Typically, industrial robots come programmed with limited or unlimited sequence control. These sequences determine the motion paths of the robotic mechanism, such as a gripper or tool. Robotic controls can be servo-based, which means they rely on a closed-loop for feedback and enable unlimited sequence control. They can also be non-servo and have an open-loop control that does not provide feedback, and depends on limited sequence control.
An industrial robotic system can handle more tasks than the standard automatic machinery, which can also be equipped with tooling configurations. Most industrial robots can suffice as multifunctional robots, but most industrial robot manufacturers choose to design robots for specific tasks such as loading, assembly, welding, or painting.
Most robots can perform tasks similar to their specialization field. The effectiveness of the operation depends on such factors as speed, range, weight, unit size, load capacity, operating costs, and motion repeatability.
Powering off a Robotic system
The most common robotic mechanisms include hydraulic drives, pneumatic actuators, and electric motors.
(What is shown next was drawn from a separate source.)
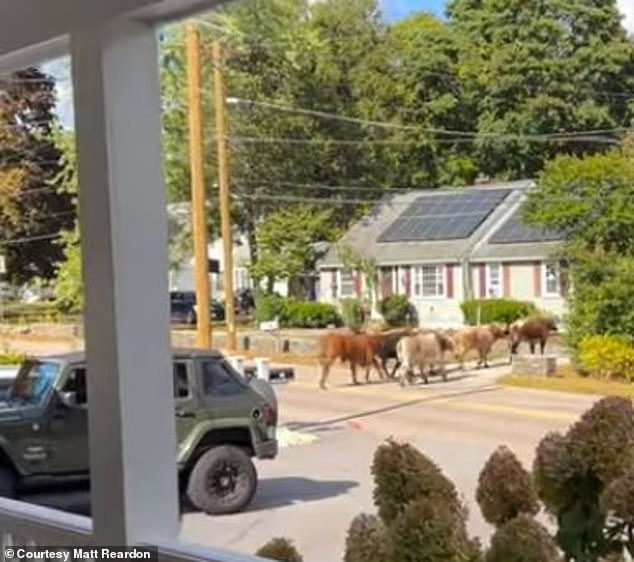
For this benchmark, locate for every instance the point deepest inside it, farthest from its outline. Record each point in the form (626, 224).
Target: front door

Hydraulic drives are the most powerful and enable robots to have a load capacity of more than 500lbs and work well with dangerous substances. Hydraulic drives are prone to oil leaks, which can cause explosions.
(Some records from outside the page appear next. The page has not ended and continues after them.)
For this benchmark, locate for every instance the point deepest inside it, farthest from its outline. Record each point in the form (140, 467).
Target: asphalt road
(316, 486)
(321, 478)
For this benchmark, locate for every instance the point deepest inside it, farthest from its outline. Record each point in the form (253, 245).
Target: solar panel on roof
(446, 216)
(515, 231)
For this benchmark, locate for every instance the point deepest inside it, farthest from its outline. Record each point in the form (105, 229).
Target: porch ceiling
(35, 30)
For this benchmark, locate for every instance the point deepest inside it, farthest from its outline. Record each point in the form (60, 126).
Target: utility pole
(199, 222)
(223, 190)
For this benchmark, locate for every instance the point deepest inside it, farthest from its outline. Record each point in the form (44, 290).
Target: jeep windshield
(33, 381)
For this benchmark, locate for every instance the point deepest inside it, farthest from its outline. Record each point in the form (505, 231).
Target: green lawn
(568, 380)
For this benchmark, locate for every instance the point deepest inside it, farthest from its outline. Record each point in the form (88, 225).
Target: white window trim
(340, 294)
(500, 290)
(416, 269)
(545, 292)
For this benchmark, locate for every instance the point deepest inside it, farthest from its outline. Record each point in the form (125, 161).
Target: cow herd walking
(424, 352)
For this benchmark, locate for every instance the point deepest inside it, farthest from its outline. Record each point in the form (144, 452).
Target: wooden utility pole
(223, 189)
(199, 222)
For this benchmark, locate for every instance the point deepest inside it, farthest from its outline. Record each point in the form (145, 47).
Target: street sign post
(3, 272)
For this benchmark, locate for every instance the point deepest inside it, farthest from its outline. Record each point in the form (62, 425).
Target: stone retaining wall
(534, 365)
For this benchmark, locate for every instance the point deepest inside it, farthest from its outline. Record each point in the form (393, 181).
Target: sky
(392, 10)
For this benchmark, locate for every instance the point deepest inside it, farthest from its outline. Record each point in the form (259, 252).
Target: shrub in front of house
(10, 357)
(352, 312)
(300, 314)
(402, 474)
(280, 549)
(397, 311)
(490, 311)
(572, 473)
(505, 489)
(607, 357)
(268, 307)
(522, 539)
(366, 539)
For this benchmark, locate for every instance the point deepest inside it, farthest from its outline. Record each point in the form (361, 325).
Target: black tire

Electric motors are simple in design and source power efficiently, making them the most popular in cost to performance ratings. Pneumatic actuators are used for powering up mechanisms that deal with external objects such as a gripper on an EOAT(end of arm tools) a pair of actuators working together to power one gripper can enable the gripper to move on multiple axes.
Axes of Motion
The motion range is a significant determinant of the capability of the robotic arm and is measured in DOF (Degrees of Freedom). DOF refers to how many axes the robot arm can travel. A typically limited sequence robot moves along two or three axes, while its arm can perform an arm sweep, elbow extension, or shoulder swivel. An unlimited sequence robot can execute more motions along more axes such as roll, yaw, and pitch.
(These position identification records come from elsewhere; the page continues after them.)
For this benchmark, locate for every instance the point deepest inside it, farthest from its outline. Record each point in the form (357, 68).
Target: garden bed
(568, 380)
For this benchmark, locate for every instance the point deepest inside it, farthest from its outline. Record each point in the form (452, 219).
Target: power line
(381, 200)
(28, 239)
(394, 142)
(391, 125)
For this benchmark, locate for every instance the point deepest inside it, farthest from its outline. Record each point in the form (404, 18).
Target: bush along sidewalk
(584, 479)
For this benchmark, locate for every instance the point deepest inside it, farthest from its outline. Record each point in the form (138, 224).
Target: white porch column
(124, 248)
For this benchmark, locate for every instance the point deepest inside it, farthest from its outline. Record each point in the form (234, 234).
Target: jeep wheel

A system control console usually integrates a digital computer with an operating system as well as application software required to run automated tasks. A system operator programs or controls the robot’s movement via an array of push buttons on the console, which allows for some manual control over the pre-programmed sequences.
While setting up, strict adjustments to the programming ensures the robot avoids collision with surrounding objects while in motion. Industrial robots can also be fitted with handheld control boxes that connect to the control console via cables. These control boxes have arrays of pushbuttons and graphical display interfaces that enhance their ease of use.
Large robotic systems are typically floor standing, but some varieties are vertical, upside-down mounted, or at an angle, that improves accessibility in a workspace. The mounting methods are advantageous for specific applications.
For instance, a vertically mounted system is attachable to structural frames with rails, which allow the unit to move a specific distance when painting a large object or welding for a long time. You can mount some robots in a fixed position on walls or mounted to allow for angular movement.
Hundreds of software exist that can create a robotic system. The software choices depend on the hardware components. Careful planning and examination of the system and components will help you in the decision.
Using robots in the industrial setting improves productivity and enhances the workers’ safety while they work. In the future, robots will not be an option, rather a necessity in industries. Human workers will complement the robot’s efforts and will be useful in programming the machines.